Extract of the notice of demand for interest under sub-section (1) of Section 50 of the Central Goods and Services Tax Act, 2017 is re-produced here-in-below:

“During analysis of the returns filed by you for the period 2017-18 to 2019-20, it has been found that you have filed Form GSTR-3B returns belatedly without discharging the applicable interest payable on the delayed payment of tax under the sub-section (1) of the Section 50 of the Central Goods and Service Tax Act, 2017 (CGST Act, 2017). 

Further, interest payable on such delayed payment of tax may be recovered under the provisions of Section 79 of the CGST Act, 2017 read with Section 75(12) of the CGST Act, 2017, which provides for various methods by which the proper officer shall proceed to recover the said amount due to the Government. 

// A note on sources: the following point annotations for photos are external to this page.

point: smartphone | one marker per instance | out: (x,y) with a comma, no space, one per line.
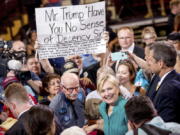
(119,56)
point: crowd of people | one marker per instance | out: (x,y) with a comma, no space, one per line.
(91,94)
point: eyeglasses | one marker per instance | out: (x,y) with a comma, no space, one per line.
(54,83)
(71,89)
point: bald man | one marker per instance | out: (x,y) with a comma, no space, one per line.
(67,105)
(18,46)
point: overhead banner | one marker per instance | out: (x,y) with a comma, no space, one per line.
(70,30)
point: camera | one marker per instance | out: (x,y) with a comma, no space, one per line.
(5,44)
(6,54)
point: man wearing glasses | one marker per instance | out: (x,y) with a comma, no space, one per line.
(67,105)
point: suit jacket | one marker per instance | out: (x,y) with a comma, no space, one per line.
(167,98)
(17,128)
(151,92)
(139,51)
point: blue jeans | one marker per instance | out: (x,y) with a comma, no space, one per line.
(75,2)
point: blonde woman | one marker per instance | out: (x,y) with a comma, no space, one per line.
(112,108)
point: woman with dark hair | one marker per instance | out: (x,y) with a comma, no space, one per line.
(51,86)
(39,120)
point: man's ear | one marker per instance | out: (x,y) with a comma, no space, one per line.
(131,125)
(161,64)
(12,105)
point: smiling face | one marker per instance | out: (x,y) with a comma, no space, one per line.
(70,85)
(54,86)
(33,65)
(109,93)
(125,38)
(123,74)
(152,63)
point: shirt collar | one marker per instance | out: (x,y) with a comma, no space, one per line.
(163,77)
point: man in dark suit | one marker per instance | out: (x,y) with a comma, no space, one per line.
(161,60)
(19,104)
(126,41)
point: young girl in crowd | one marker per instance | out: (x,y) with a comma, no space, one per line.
(125,72)
(51,86)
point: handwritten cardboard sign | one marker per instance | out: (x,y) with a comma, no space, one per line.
(70,30)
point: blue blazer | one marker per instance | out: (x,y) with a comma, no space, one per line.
(167,98)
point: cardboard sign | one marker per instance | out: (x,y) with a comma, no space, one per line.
(70,30)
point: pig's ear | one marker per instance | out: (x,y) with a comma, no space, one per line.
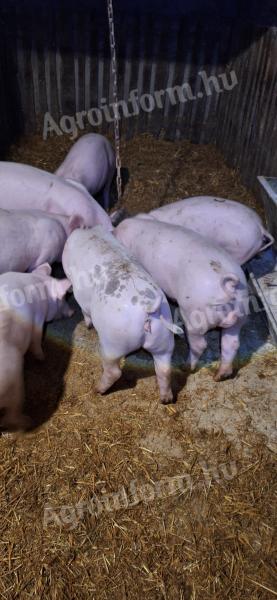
(63,286)
(44,269)
(75,222)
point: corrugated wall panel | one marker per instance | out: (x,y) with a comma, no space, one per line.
(248,137)
(61,64)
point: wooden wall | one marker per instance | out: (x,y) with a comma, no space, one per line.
(57,60)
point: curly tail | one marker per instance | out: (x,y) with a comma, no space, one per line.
(268,238)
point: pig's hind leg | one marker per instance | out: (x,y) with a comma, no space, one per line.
(35,346)
(197,345)
(162,364)
(111,373)
(229,347)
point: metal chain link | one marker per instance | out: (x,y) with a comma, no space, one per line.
(115,97)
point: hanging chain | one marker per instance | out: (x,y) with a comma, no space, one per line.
(115,97)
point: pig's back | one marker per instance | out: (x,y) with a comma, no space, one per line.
(231,225)
(115,278)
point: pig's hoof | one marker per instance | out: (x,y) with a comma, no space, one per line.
(167,399)
(221,376)
(101,389)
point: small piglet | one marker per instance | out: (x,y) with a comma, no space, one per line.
(24,187)
(208,285)
(27,301)
(31,239)
(121,300)
(90,161)
(229,224)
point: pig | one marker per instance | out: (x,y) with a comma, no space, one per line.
(226,223)
(30,239)
(208,285)
(68,223)
(91,162)
(121,300)
(24,187)
(27,301)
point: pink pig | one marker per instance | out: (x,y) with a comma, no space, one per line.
(121,300)
(229,224)
(24,187)
(29,240)
(91,162)
(27,301)
(208,285)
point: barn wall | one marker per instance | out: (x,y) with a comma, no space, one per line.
(247,118)
(57,60)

In this regard, you are requested to pay all interest due for delayed payment of tax for the above mentioned period, under intimation to this office within 07 days, failing which appropriate action as per relevant Acts/Rules will be initiated.”

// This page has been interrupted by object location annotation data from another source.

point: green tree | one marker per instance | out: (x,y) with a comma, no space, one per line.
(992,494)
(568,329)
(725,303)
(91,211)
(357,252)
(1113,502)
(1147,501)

In today’s era, with the ease in communication, the Proper Officers are mass circulating the aforementioned demand notice to all the alleged non-compliant taxpayers.

Interest has always been considered as the time cost of money which stands payable on account of delay in payment of tax for whatever reason, like delayed filing of return, non-payment of tax, excess claim of input tax credit, dispute in taxability and such others. The Hon’ble Supreme Court in the case of COMMISSIONER OF INCOME TAX, MUMBAI VS ANJUM M. H. GHASWALA & ORS (252 ITR 1) had held interest to be compensatory and hence mandatory.

Section 50 of the Central Goods and Services Tax Act, 2017 (‘the Act’) imposes interest on tax liability not discharged within the due dates prescribed in the law. As is the trend in GST, there has already been a history to the interest levy on either ‘net tax liability after input tax credit adjustment’ or on ‘gross tax liability’.

To add salt to injury, the Act has provisions like Section 75 (12), Section 73 (11) and 79 which further cast gloomy shadows to the GST regime.

At this juncture, what does a genuine confused taxpayer do? Conduct business regardless, litigate and wait for the government to figure it out all?

Part I – Levy of Interest

The resolution to the question of levy of interest has however been satisfactorily clarified by the Hon’ble Madras High Court in the case of Refex Industries (supra) wherein they have looked into the concept of interest and analysed that the word ‘delayed’ connotes a situation of deprival, where the State has been deprived of the funds representing tax component till such time the Return is filed accompanied by the remittance of tax. The availability of input tax credit is contrary to this, as it connotes the enrichment of the State, to the extent of credit accumulated. The credit being available with the Department is, thus, neither belated nor delayed. Thus, Section 50 which is specifically intended to apply to a state of deprival cannot apply in a situation where the State is possessed of sufficient funds to the credit of the assessee.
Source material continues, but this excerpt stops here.